Techniques like quantization and distillation for mobile or edge deployment. 4. Monitoring and Evaluation
Which do you want to deep dive into? (e.g., Kubernetes, Triton, Feast, vector databases) An ML model is only as good as the data feeding it
Always start with a simple model (e.g., Logistic Regression or a simple decision tree) before moving to deep learning.

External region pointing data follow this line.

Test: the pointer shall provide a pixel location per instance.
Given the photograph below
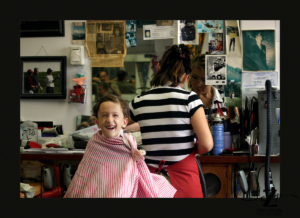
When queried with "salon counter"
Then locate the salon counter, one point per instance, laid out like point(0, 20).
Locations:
point(203, 159)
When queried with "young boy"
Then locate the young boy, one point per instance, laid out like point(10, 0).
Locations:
point(111, 166)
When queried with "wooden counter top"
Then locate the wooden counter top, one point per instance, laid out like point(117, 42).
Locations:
point(203, 159)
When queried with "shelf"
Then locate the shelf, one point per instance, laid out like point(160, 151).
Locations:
point(203, 159)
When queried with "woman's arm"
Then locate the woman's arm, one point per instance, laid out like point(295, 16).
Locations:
point(200, 126)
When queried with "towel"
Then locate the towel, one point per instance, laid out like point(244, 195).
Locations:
point(114, 168)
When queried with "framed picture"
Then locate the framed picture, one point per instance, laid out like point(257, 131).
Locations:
point(39, 28)
point(43, 77)
point(259, 50)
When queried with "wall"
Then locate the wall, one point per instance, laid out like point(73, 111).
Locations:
point(57, 110)
point(61, 112)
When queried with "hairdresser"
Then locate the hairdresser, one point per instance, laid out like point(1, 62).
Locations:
point(212, 98)
point(168, 116)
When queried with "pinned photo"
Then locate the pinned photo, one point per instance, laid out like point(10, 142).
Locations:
point(234, 80)
point(210, 26)
point(215, 70)
point(215, 43)
point(130, 25)
point(233, 44)
point(258, 50)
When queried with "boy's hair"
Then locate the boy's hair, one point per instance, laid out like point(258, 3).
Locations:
point(198, 63)
point(175, 62)
point(113, 98)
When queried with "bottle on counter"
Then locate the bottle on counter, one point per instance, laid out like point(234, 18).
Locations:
point(218, 135)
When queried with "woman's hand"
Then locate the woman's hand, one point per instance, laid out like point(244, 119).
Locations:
point(201, 128)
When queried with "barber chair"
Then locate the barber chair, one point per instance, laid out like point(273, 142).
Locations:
point(202, 179)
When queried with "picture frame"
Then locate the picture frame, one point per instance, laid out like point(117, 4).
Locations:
point(47, 85)
point(37, 28)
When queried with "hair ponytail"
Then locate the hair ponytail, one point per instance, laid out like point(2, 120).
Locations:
point(175, 62)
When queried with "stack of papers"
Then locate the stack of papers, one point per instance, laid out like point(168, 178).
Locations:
point(53, 150)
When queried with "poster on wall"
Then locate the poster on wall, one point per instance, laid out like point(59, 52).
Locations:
point(187, 32)
point(210, 26)
point(78, 32)
point(152, 32)
point(105, 42)
point(215, 43)
point(249, 93)
point(215, 70)
point(233, 45)
point(131, 40)
point(258, 50)
point(164, 23)
point(234, 78)
point(130, 26)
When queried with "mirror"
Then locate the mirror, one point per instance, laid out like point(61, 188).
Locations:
point(134, 78)
point(84, 121)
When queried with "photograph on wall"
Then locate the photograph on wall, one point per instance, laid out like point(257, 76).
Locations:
point(152, 32)
point(131, 40)
point(131, 26)
point(110, 39)
point(164, 23)
point(187, 32)
point(78, 32)
point(215, 43)
point(258, 79)
point(215, 70)
point(234, 78)
point(210, 26)
point(233, 45)
point(105, 41)
point(258, 50)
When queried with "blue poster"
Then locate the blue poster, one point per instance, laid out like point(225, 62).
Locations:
point(131, 26)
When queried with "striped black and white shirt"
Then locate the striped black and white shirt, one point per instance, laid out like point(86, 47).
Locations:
point(164, 116)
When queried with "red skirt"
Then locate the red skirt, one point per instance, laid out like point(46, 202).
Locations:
point(184, 176)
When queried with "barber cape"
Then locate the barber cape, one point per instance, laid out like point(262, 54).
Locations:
point(114, 168)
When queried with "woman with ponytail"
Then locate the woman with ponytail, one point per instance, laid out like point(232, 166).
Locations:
point(168, 116)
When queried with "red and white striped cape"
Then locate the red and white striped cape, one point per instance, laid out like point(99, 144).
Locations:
point(109, 169)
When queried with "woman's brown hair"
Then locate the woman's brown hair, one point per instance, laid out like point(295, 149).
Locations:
point(175, 62)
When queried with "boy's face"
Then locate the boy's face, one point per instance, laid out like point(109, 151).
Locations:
point(111, 119)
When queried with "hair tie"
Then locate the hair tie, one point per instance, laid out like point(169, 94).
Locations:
point(181, 55)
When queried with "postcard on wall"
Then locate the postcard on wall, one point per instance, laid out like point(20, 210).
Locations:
point(249, 93)
point(258, 50)
point(78, 32)
point(151, 32)
point(210, 26)
point(164, 23)
point(187, 32)
point(215, 43)
point(105, 42)
point(258, 79)
point(131, 26)
point(234, 78)
point(215, 70)
point(233, 45)
point(131, 40)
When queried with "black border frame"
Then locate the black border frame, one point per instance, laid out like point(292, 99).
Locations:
point(62, 59)
point(41, 29)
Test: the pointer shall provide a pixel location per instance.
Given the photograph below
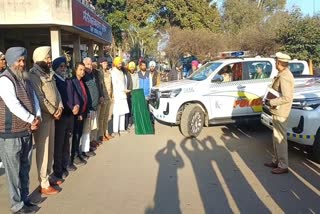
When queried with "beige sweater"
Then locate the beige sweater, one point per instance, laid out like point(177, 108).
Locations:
point(284, 84)
point(46, 90)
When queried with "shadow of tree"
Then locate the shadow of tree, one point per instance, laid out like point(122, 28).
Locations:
point(296, 192)
point(166, 198)
point(222, 188)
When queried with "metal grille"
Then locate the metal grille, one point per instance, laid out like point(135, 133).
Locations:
point(154, 98)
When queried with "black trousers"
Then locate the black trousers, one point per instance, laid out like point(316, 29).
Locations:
point(63, 134)
point(129, 116)
point(77, 133)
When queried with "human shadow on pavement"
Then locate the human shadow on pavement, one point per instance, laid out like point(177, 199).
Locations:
point(166, 198)
point(295, 192)
point(36, 196)
point(222, 188)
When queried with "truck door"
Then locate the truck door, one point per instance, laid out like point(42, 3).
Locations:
point(256, 78)
point(224, 94)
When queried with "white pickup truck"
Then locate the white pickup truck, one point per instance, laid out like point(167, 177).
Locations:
point(304, 118)
point(219, 92)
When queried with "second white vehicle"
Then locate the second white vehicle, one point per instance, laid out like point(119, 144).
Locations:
point(220, 92)
point(304, 118)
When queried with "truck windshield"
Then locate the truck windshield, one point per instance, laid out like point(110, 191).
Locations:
point(204, 71)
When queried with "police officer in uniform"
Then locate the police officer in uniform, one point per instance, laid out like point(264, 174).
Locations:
point(280, 108)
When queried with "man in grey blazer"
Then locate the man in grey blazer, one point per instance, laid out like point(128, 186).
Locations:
point(280, 108)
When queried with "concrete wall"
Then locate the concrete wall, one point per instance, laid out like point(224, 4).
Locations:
point(36, 12)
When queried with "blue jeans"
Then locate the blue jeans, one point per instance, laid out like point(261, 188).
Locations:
point(16, 154)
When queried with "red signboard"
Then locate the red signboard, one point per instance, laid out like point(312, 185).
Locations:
point(88, 21)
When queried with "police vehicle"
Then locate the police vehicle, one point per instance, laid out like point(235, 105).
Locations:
point(304, 119)
point(219, 92)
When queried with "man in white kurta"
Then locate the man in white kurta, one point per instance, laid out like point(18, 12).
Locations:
point(120, 107)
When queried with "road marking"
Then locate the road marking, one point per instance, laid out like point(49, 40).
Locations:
point(305, 182)
point(232, 204)
point(255, 184)
point(312, 169)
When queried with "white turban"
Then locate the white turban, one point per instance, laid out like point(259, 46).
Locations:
point(152, 64)
point(40, 53)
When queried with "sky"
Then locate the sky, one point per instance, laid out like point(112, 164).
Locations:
point(308, 7)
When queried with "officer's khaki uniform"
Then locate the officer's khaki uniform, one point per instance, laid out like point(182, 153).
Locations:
point(281, 107)
point(107, 106)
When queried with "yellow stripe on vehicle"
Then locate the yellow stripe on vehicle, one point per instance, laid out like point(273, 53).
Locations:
point(306, 137)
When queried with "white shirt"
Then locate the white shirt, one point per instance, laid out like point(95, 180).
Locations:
point(10, 99)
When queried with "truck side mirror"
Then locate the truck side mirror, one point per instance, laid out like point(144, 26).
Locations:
point(217, 78)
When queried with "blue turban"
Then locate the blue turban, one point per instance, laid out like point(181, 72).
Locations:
point(103, 59)
point(58, 61)
point(13, 54)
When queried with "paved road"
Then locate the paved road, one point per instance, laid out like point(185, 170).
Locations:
point(220, 172)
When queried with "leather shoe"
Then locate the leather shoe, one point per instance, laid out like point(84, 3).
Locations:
point(92, 149)
point(109, 137)
point(25, 210)
point(56, 182)
point(89, 154)
point(79, 161)
point(71, 168)
point(29, 204)
point(49, 191)
point(271, 165)
point(279, 170)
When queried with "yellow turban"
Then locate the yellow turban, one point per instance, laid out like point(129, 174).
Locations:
point(132, 65)
point(117, 61)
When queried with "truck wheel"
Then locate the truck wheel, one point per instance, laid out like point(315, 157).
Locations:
point(192, 121)
point(316, 148)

A model running on a local notebook is useless. You must prove you can launch and maintain it in production. A model running on a local notebook is useless
User watch history, video tags, real-time context (device, time of day), and demographic data. Case Study 2: Ad Click-Through Rate (CTR) Prediction
She clicked on the "Feature Store" node. The PDF didn't just explain what a feature store was; it opened a side panel showing a live, simulated metrics dashboard. It demonstrated exactly how data skew killed latency during high-load periods. In the modern tech industry
In the modern tech industry, the role of a machine learning engineer has evolved beyond simply training Jupyter Notebook models. Today, the most coveted skills involve taking a working prototype and transforming it into a reliable, scalable, and maintainable production system. This shift is precisely why the has become a cornerstone of hiring at top technology companies. Resources like Ali Aminian’s “Machine Learning System Design Interview” (often distributed in portable PDF format) serve as essential guides for navigating this challenging but critical assessment. This essay explores the structure, key components, and strategic mindset required to excel in the MLSD interview, drawing upon the foundational principles codified in such comprehensive study materials.
Choose between real-time online inference (CPU/GPU cluster hosting a model API) or batch inference (pre-computing predictions offline and storing them in a NoSQL database for instant retrieval).